After further excluding patients with abnormal vital signs or ischemic findings, or those unable to undergo evaluation for ischemia and therefore considered unlikely to be sent home from an ED, the study cohort shrank to 7,266. Within this group, only 4 patients (0.06%) experienced short-term, clinically relevant adverse events:

  • A man in his 80s who died in the hospital from massive GI tract bleeding secondary to warfarin coagulopathy, with secondary comorbidities of chronic obstructive pulmonary disease, pulmonary hypertension, and renal failure 
  • A man in his 60s who underwent catheterization and CABG for CAD and MI before being discharged to a skilled nursing facility 
  • A man in his 40s who underwent catheterization and stenting for acute inferior MI then was discharged home 
  • A woman in her 60s who required pacemaker implantation for bradyasystolic cardiac arrest and was discharged home

Possible or definite MI (defined by final diagnosis or by an elevated level of troponin at the third or subsequent testing) occurred in 0.55%.

No Admission Does Not Mean No Evaluation

According to Dr. Weinstock and colleagues, previous studies have shown that about 1 in 164 hospitalized patients suffer a preventable adverse event that contributes to their death. Assuming that data from the current study are correct, only 1 patient in 3,634 who is hospitalized for chest pain with negative biomarker tests stands to benefit from the hospitalization.

“Our study does not demonstrate that patients derive no utility from further management or diagnostic workup after the ED evaluation,” they note. “We believe that judicious follow-up is in the best interest of most such patients. However, our findings suggest that further evaluation may be best performed in the outpatient rather than the inpatient setting and that this information should be integrated into shared decision-making discussions regarding potential admission.”

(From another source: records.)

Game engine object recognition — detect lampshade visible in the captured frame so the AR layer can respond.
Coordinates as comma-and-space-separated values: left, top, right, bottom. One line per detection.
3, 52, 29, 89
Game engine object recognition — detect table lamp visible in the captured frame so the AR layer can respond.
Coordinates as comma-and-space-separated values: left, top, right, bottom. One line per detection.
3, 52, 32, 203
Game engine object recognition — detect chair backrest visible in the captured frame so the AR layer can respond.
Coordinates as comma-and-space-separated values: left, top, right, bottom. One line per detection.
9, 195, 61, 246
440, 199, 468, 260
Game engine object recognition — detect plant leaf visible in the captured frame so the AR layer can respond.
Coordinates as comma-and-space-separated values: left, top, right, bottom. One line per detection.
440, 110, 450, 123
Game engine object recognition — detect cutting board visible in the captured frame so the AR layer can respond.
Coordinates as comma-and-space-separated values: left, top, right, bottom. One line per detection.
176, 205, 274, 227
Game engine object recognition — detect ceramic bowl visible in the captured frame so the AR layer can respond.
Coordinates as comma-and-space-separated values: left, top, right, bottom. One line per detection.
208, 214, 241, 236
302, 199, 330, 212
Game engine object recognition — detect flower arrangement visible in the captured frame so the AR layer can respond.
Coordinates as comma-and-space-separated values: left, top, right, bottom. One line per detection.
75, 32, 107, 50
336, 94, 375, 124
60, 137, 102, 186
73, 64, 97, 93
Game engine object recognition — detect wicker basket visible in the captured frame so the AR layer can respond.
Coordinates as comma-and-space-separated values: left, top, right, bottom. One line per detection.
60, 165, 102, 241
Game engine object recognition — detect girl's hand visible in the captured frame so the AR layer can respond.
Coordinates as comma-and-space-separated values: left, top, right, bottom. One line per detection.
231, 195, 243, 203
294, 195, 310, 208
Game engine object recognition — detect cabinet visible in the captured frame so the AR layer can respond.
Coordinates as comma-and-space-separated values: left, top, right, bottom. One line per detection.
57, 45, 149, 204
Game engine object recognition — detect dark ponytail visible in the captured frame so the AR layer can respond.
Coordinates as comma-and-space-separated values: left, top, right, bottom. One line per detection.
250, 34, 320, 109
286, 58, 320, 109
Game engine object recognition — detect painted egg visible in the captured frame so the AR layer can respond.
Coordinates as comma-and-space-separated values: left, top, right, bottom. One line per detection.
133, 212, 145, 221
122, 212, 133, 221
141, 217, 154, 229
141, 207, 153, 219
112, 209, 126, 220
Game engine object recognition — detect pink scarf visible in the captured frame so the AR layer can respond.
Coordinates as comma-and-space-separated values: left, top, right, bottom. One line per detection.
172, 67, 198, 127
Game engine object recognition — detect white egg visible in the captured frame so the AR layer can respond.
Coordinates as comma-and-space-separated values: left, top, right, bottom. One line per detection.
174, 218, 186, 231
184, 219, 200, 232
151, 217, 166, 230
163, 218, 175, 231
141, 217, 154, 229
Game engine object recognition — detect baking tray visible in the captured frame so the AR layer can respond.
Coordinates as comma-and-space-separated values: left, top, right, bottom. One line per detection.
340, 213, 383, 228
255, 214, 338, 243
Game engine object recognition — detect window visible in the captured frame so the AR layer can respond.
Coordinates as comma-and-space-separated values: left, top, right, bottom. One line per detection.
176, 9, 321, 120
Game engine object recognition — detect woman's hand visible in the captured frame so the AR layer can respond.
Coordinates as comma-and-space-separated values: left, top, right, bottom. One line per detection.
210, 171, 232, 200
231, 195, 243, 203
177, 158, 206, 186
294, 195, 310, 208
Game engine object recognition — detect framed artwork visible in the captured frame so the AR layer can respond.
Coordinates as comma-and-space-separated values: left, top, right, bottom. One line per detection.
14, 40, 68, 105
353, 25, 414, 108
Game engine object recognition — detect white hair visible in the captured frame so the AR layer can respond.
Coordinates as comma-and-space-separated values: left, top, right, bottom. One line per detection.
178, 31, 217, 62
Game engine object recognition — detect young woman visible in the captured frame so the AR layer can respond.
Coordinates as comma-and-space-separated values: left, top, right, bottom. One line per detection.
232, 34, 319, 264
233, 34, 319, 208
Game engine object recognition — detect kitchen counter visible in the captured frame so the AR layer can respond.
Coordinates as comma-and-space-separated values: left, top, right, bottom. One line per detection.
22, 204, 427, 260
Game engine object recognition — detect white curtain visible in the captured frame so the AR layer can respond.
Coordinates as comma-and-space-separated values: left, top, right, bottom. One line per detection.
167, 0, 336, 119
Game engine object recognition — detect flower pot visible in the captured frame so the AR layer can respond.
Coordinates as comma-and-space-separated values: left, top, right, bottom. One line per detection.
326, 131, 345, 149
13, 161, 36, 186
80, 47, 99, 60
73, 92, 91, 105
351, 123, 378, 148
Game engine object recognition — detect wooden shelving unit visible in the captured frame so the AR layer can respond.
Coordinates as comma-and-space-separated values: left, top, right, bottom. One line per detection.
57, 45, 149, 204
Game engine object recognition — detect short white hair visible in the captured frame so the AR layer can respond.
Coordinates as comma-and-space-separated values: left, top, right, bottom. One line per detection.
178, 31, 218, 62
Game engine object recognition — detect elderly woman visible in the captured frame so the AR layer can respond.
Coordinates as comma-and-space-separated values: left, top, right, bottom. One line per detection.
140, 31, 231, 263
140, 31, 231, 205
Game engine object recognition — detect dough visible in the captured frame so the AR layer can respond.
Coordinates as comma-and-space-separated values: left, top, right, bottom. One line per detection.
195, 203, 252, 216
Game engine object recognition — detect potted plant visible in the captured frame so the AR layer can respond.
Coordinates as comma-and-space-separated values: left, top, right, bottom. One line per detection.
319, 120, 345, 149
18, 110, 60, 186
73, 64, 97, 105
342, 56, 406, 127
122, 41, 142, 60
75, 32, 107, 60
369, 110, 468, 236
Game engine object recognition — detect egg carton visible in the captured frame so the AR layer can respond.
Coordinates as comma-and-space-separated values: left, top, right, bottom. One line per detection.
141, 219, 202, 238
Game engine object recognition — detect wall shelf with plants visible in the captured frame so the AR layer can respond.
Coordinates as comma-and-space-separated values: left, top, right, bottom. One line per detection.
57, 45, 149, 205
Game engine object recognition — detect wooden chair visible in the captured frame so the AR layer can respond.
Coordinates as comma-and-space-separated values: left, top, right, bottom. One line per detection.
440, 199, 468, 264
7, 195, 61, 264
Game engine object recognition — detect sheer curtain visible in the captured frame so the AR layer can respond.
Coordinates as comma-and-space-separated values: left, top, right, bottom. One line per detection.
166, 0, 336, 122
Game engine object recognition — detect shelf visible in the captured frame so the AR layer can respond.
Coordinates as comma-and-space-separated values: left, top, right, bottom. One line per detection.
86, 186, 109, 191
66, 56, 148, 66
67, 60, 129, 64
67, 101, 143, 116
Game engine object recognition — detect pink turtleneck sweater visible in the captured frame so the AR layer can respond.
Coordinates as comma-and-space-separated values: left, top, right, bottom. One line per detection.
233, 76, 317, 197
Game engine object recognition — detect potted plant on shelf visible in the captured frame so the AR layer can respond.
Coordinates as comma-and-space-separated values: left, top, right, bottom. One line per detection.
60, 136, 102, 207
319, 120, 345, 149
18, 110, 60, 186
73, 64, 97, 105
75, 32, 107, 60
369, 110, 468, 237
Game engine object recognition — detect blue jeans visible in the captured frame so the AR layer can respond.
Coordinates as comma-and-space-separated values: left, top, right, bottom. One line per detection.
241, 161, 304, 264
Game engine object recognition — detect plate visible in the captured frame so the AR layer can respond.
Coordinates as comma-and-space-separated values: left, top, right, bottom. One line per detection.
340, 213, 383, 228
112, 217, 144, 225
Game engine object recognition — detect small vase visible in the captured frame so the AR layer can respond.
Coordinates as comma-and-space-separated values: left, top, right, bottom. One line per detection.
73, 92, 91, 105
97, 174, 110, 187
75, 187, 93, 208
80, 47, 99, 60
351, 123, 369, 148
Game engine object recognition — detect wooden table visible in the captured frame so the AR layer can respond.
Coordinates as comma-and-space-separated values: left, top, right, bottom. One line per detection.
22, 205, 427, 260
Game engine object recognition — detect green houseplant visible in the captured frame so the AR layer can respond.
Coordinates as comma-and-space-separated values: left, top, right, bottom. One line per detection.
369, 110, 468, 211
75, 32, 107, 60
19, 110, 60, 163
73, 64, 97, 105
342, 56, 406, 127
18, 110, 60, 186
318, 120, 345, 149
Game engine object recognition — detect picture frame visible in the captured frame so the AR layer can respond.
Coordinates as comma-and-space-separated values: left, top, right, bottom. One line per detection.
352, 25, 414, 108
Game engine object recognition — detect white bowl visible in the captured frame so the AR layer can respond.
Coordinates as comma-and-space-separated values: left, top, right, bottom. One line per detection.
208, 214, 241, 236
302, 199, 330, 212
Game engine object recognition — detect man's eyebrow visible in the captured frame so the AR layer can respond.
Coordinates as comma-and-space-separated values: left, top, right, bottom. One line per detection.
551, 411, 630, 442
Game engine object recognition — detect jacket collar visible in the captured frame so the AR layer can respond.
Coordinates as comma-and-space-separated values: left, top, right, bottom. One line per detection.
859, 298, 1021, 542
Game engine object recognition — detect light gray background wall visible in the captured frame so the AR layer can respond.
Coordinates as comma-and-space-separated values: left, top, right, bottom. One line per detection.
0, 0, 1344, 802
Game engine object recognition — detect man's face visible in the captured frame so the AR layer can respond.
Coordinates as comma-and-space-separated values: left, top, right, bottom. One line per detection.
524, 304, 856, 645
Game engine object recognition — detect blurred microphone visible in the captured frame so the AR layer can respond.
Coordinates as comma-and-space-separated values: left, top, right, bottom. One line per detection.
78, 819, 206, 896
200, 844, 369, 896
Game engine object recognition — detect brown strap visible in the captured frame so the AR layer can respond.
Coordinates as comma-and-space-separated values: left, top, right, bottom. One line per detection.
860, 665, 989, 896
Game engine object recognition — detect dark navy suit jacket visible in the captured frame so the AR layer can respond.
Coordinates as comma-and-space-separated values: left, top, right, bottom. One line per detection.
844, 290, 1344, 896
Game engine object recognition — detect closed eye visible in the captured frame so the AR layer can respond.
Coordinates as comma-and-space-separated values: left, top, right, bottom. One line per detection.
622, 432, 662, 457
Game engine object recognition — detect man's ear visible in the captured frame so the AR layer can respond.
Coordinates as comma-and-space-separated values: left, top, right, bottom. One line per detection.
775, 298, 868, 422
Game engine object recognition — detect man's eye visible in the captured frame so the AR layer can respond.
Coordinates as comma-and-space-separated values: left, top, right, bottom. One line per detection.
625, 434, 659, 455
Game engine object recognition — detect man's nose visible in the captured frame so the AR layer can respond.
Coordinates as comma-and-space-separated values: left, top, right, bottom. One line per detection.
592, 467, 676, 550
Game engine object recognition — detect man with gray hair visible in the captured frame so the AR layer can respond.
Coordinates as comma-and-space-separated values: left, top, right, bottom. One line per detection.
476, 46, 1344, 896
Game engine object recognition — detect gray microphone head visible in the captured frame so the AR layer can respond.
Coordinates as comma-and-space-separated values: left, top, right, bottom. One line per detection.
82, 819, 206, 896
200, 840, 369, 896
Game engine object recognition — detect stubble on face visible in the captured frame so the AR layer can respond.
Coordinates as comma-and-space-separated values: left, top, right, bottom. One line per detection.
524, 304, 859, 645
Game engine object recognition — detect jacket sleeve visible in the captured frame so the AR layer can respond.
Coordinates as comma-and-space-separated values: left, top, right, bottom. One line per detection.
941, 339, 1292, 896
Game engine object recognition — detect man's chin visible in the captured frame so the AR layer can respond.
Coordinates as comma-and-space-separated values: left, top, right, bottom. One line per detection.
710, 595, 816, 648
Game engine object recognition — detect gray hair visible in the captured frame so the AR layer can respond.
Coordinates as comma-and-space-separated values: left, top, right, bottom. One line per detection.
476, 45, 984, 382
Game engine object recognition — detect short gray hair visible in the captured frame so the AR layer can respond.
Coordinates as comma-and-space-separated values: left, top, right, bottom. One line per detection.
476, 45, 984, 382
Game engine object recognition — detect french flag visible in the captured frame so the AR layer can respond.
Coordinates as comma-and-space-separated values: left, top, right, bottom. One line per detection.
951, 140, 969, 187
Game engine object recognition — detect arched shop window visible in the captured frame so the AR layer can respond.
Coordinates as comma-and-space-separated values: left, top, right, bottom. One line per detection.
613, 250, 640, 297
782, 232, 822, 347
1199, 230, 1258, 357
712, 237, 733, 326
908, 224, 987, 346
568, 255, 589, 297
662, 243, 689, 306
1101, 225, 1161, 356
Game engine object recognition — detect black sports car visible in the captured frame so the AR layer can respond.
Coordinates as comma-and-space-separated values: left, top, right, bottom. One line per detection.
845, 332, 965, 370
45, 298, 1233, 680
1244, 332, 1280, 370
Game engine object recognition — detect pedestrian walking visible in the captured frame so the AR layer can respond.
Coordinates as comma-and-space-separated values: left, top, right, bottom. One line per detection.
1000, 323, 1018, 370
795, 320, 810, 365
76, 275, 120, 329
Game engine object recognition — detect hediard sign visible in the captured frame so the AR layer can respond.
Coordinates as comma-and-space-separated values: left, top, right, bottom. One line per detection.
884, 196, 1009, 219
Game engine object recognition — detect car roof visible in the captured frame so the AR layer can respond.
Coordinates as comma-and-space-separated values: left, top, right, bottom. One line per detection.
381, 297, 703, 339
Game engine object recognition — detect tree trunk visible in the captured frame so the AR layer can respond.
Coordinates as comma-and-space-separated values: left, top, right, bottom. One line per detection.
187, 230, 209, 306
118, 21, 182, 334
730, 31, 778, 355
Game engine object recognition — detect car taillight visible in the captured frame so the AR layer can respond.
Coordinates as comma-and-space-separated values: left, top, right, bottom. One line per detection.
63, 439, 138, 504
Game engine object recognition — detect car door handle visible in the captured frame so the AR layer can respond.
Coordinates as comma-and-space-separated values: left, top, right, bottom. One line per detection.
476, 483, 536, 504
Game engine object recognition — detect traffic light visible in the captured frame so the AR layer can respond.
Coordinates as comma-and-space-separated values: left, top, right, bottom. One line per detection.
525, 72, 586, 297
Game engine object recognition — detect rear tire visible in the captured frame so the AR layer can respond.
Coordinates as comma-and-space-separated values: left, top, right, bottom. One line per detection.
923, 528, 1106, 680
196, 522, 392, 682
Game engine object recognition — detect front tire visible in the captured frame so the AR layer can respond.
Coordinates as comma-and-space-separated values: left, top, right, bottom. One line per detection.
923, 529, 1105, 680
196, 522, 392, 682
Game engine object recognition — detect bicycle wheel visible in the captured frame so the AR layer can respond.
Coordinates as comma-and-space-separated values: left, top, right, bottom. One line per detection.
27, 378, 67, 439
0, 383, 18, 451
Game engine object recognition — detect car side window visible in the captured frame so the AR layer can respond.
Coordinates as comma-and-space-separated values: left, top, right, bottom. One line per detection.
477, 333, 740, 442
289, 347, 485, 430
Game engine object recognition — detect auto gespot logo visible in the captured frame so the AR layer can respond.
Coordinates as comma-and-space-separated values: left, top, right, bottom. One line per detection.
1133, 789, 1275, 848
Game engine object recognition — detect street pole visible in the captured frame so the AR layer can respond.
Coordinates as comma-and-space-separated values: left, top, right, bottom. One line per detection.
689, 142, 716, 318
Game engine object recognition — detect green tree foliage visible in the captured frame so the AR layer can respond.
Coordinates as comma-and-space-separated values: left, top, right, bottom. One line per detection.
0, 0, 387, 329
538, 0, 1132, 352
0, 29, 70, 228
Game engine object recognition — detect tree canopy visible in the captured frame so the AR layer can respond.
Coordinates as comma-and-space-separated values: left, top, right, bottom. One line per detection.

Additionally, Dr. Weinstock and colleagues suggest that “current recommendations to admit, observe, or perform provocative testing routinely on patients after an ED evaluation for chest pain has negative findings should be reconsidered” in the context of the established risks that patients are exposed to from hospitalization.

Physician Biases Drive Clinical Decisions

In an accompanying editorial, Grace A. Lin, MD, MAS, and JAMA Internal Medicine Editor Rita F. Redberg, MD, MSc, both of the University of California San Francisco (San Francisco, CA), say looking at “day-to-day clinical decision-making processes can reveal how patterns of overuse develop.”

In this study, they add, “many… low-risk patients are admitted to the hospital for observation and further testing, leading to unnecessary expenditure of resources and exposure of the patient to the potential harms of hospitalization, which may be higher than the actual event rate.” More importantly, they say, the findings highlight the fact that “physician decision-making processes are a driver of increased use.”

They cite their own research via physician focus groups, which demonstrated that anticipated regret by clinicians over a missed diagnosis as well as a tendency toward action rather than inaction are responsible for recommendations for both more testing and invasive treatment of CAD.

“In fact, physicians said that they would feel more regret about patients experiencing adverse events if they did not perform a procedure (cardiac catheterization with possible stent placement) than if the patient experienced harm from undergoing a procedure,” Drs. Lin and Redberg write.

The solution, they argue, is for physicians and their patients to be fully informed about the risks vs benefits of procedures and tests and for structural changes to be made to reimbursement that promote “greater evidence-based clinical decision making.”


Sources:

1. Weinstock MB, Weingart S, Orth F, et al. Risk for clinically relevant adverse cardiac events in patients with chest pain at hospital admission. JAMA Intern Med. 2015;Epub ahead of print.
2. Lin GA, Redberg RF. Addressing overuse of medical services one decision at a time [editorial]. JAMA Intern Med. 2015;Epub ahead of print.  

Disclosures:

  • Dr. Weinstock reports receiving royalties for 3 books.  
  • Drs. Lin and Redberg report no relevant conflicts of interest.